授業中、ノートを開くと、昨日のままの図が残っていた。

翼の形。

尾翼の角度。

胴体の長さ。


その横に、割れたバルサ材の断面を思い出して描いた線がある。


「……難しいよな」


小さくつぶやき、ノートを閉じた。


放課後、家に帰ると、玄関の静けさが迎えてくれる。

両親はまだいない。

その静けさが、今日は少しだけ怖かった。


靴を脱ぎながら、優翔はスマホを取り出した。

画面を開く。


――再生数「312」

――コメント「14」


「……増えてる」


胸が跳ねた。

でも、怖さもあった。


コメント欄を開く。


短い励ましの言葉が並んでいる。


「焦らなくていいよ」

「最初はみんな割る」

「続けてるのがすごい」


その下に――


ひときわ長いコメントがあった。


投稿者名は、

「windcraft」


優翔は息を呑んだ。




windcraft のコメント


バルサ材は、最初は必ず割れる。

それは“失敗”じゃなくて、“素材の癖を知る作業”だよ。切るときは、力を入れない。

刃を立てず、寝かせて、

一度で切ろうとせず、

何度も同じ線をなぞる。それから、君の動画を見て思ったんだけど、

切る方向が逆だ。

木目に逆らうと、必ず割れる。木目を読むこと。

それが、最初の一歩だよ。
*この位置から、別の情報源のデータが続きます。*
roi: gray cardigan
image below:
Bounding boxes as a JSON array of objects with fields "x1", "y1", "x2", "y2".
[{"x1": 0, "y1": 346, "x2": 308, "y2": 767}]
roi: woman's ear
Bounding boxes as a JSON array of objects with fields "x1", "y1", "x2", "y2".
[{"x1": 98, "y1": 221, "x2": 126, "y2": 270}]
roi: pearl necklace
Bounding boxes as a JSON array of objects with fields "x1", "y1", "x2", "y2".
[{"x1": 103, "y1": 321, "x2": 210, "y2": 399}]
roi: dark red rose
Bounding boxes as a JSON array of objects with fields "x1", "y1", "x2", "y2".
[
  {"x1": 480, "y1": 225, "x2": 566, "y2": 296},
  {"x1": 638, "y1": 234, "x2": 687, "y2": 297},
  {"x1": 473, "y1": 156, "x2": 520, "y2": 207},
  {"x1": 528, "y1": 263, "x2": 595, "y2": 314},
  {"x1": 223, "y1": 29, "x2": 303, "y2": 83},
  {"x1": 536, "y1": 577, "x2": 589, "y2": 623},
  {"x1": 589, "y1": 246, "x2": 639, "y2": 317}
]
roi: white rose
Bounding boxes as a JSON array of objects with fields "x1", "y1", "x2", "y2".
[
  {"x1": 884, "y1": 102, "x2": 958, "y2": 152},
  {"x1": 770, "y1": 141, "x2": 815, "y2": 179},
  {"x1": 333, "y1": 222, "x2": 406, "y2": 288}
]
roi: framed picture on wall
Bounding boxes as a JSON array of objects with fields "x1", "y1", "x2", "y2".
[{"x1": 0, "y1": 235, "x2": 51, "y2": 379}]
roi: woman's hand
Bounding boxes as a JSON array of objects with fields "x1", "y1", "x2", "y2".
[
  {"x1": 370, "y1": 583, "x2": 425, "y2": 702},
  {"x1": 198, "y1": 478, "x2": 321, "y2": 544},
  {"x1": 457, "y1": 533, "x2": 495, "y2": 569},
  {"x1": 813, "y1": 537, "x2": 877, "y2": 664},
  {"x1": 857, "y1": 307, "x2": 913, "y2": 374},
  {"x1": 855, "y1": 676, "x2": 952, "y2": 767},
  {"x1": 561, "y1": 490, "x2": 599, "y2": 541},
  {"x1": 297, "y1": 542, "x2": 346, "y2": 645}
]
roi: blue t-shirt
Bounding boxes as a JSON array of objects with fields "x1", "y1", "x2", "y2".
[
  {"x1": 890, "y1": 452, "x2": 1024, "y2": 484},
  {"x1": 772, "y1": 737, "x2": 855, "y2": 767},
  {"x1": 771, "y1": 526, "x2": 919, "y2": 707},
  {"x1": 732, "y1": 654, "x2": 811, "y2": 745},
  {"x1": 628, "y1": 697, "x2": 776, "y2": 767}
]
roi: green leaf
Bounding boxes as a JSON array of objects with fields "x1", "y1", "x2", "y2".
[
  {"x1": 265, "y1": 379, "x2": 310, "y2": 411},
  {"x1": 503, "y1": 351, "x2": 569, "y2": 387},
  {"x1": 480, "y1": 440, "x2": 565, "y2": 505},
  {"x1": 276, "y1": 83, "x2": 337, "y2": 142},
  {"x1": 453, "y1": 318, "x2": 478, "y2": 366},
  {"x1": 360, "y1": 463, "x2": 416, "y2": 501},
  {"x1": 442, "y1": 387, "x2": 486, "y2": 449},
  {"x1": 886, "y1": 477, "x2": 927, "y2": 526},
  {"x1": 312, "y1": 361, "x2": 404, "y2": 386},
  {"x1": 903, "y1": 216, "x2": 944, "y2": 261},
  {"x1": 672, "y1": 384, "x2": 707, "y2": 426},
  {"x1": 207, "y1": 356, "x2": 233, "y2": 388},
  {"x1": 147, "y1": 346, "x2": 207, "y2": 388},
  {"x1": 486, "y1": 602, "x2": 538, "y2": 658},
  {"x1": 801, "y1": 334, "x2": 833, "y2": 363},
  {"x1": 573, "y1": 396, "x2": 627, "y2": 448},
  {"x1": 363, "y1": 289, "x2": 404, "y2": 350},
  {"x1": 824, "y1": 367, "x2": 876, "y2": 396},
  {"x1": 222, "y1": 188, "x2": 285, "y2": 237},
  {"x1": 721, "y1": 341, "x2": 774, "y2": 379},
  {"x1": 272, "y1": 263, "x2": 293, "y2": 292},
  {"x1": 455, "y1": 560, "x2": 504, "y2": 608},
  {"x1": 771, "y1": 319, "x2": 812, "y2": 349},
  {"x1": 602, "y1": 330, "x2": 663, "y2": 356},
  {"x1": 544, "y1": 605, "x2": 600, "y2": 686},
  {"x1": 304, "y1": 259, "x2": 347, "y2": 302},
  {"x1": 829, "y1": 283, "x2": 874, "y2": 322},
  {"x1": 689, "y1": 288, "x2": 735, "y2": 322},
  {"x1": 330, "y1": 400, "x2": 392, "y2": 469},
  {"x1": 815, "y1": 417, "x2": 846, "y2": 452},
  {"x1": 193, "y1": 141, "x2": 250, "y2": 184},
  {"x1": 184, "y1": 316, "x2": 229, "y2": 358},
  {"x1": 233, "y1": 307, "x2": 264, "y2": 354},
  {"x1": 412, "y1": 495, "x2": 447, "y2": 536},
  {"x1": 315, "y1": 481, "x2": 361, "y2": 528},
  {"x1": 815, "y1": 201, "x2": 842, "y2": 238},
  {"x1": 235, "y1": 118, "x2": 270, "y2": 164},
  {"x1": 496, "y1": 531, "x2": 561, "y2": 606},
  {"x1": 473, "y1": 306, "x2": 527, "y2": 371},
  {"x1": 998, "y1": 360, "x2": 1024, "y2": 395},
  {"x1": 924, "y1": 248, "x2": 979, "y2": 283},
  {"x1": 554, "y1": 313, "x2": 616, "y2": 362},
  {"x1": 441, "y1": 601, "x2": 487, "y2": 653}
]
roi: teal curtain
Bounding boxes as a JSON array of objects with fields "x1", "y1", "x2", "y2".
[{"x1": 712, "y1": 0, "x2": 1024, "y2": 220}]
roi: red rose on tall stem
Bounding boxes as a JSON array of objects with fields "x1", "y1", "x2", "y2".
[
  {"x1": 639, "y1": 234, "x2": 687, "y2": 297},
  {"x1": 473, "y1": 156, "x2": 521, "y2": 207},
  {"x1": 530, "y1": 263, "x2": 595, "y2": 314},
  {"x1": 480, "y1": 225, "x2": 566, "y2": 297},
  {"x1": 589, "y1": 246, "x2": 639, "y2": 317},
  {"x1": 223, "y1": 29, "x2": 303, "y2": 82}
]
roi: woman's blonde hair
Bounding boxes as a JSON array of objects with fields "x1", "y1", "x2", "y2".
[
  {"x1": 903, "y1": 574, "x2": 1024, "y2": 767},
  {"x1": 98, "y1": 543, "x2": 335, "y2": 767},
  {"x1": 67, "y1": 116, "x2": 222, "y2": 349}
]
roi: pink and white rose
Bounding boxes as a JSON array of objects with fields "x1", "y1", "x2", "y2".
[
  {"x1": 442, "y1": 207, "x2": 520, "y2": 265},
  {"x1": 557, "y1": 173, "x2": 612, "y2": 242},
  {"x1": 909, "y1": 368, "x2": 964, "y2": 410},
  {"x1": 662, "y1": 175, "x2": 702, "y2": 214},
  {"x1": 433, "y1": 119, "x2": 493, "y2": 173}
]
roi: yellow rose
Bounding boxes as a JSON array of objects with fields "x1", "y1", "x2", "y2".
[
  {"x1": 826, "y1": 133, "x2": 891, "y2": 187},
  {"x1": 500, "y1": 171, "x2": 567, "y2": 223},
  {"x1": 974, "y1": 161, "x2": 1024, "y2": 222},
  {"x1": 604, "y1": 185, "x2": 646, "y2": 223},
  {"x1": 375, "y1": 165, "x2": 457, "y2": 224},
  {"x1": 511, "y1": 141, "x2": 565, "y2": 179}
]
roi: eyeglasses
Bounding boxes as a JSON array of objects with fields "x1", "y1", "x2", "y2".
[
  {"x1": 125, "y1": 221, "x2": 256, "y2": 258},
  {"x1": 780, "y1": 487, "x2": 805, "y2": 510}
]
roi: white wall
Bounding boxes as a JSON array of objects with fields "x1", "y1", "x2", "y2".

君はちゃんと前に進んでる。

続けてほしい。




優翔は、スマホを持つ手が止まった。


何度も読み返した。

ゆっくり、ゆっくり、意味を噛みしめるように。


「……木目……」


昨日の失敗が、頭の中で繋がっていく。

割れた方向。

切り口のガタつき。

力の入れ方。


全部、理由があった。


「……そういうことか」


胸の奥がじんわりと熱くなった。


誰かが、自分の動画をちゃんと見てくれている。

ただの励ましじゃない。

具体的な技術。

経験のある人の言葉。


――この人は、本当に“飛ばすこと”を知っている。


優翔は、スマホをそっと胸に引き寄せた。


机の上に、昨日の割れたバルサ材を並べる。

木目をじっと見る。

細い線が、一定の方向に流れている。


「……これか」


昨日は気づかなかった。

でも、今日は見える。


優翔はカッターを手に取り、

木目に沿って、そっと刃を当てた。


力を入れない。

刃を寝かせる。

一度で切らない。

何度もなぞる。


すっ……。


バルサ材が、静かに切れた。


割れない。

曲がらない。

まっすぐ。


「……できた」


声が漏れた。

昨日の悔しさが、少しだけ溶けていく。


優翔はスマホを構え、録画を始めた。

今日も声は入れない。

代わりに、冒頭に手書きのメモを映す。


「windcraftさん、ありがとうございます」


文字は小さく、紙の端には折り跡が残っている。

でも、その一言に、優翔の“感謝”が詰まっていた。


切れたバルサ材をそっとカメラの前に置く。

昨日とは違う、まっすぐな切り口。


タイトルはこうした。


「【初心者】鳥人間を目指す高校生の紙飛行機日記 #8」


投稿ボタンを押すと、胸の奥がまた少し熱くなった。


動画を投稿したあと、優翔は窓を開けた。

夜風が静かに流れ込む。


昨日とは違う。

今日は、風が少しだけ優しく感じた。


「……続けよう」


つぶやいた声は、静かに部屋に溶けていった。